Signature Global FY26 Profit Surges to INR 10.9 Billion

Published: 15/05/2026
Author: Fashion Value Chain

Signature Global (India) Ltd. reported a sharp rise in profitability for FY26, with net profit increasing to INR 10.9 billion compared to INR 1.01 billion in FY25, reflecting strong operational performance, improved sales realisation, and continued balance sheet strengthening.

The company’s revenue from operations rose to INR 26.0 billion during FY26, compared to INR 25.0 billion in the previous fiscal year. Signature Global also significantly reduced its net debt by 77% to INR 2.0 billion at the end of FY26, compared to INR 8.8 billion at the end of FY25, marking its lowest debt level to date.

Cash and cash equivalents stood at INR 27.70 billion as of 31 March 2026, providing strong liquidity support for future expansion and strategic growth initiatives. During the year, collections reached INR 40.1 billion.

The company recorded pre-sales of INR 82.5 billion in FY26, supported by sustained demand across its residential portfolio. Average sales realisation increased to INR 15,250 per sq. ft., compared to INR 12,457 per sq. ft. in FY25, driven by stronger demand in premium markets and price appreciation across key regions.

For Q4FY26, Signature Global reported revenue of INR 11.1 billion, compared to INR 5.20 billion in the same period last year, while profit after tax stood at INR 11.5 billion against INR 0.61 billion in Q4FY25.

Commenting on the company’s performance, Mr. Pradeep Kumar Aggarwal, Chairman and Whole-Time Director, said, “FY26 has been a year of steady progress for Signature Global, marked by healthy operational performance and continued balance sheet strengthening. Strong sales realizations and robust collections reflect sustained customer confidence and demand across our key markets.

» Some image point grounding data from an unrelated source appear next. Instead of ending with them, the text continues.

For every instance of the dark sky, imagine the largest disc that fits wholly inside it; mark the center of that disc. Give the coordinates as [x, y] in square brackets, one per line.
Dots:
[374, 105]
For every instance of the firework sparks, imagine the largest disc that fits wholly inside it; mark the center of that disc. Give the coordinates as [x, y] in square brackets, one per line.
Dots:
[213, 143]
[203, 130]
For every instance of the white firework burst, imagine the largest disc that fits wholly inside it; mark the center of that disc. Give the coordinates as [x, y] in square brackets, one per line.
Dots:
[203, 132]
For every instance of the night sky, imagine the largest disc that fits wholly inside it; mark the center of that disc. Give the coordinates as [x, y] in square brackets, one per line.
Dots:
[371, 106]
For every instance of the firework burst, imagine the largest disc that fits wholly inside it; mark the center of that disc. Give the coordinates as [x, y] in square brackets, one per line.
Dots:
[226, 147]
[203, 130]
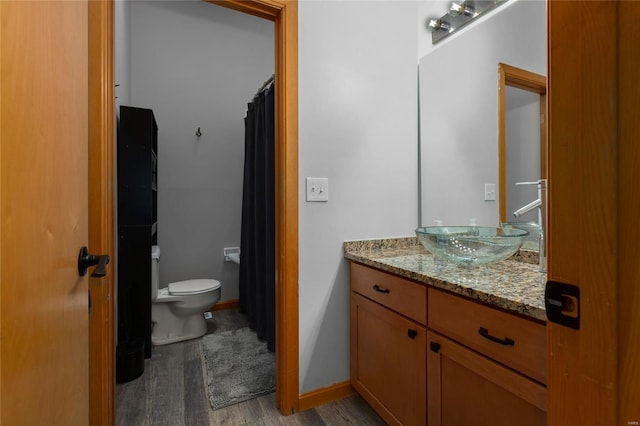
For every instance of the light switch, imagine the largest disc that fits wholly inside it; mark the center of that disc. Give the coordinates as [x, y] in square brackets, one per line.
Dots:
[489, 191]
[317, 189]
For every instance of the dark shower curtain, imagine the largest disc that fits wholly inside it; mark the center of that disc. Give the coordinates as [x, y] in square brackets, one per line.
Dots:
[257, 240]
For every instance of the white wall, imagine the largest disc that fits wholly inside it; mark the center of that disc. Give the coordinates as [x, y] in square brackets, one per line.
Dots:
[459, 104]
[122, 10]
[522, 151]
[358, 127]
[198, 65]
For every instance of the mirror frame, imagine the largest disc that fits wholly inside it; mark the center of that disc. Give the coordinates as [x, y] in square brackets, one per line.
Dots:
[522, 79]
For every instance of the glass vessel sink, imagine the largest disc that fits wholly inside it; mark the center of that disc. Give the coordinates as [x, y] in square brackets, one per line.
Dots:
[471, 245]
[532, 241]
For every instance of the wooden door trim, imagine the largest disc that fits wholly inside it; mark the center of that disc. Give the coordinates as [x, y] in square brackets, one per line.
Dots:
[101, 211]
[526, 80]
[284, 14]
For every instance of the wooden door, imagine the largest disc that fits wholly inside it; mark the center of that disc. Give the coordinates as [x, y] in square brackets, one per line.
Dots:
[466, 388]
[43, 213]
[594, 187]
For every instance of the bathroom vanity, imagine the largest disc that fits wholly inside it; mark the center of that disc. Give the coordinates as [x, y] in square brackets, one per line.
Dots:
[437, 344]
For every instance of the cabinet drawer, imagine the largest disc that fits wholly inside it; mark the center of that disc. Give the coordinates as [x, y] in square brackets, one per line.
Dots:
[401, 295]
[514, 341]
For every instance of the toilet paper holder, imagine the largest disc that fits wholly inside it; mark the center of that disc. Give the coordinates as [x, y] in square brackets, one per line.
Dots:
[231, 254]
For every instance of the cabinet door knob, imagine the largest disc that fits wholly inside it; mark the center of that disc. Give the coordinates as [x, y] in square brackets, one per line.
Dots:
[379, 289]
[506, 341]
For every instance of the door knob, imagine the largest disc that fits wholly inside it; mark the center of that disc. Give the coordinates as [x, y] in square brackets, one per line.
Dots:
[85, 260]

During the year, we also expanded our growth horizon through our entry into the commercial real estate segment via a strategic joint venture, which represents an important step in our long-term growth strategy.”

He further added, “Going forward, we remain focused on disciplined execution, prudent financial management, and creating sustainable value for all stakeholders while strengthening our presence in high-growth corridors.”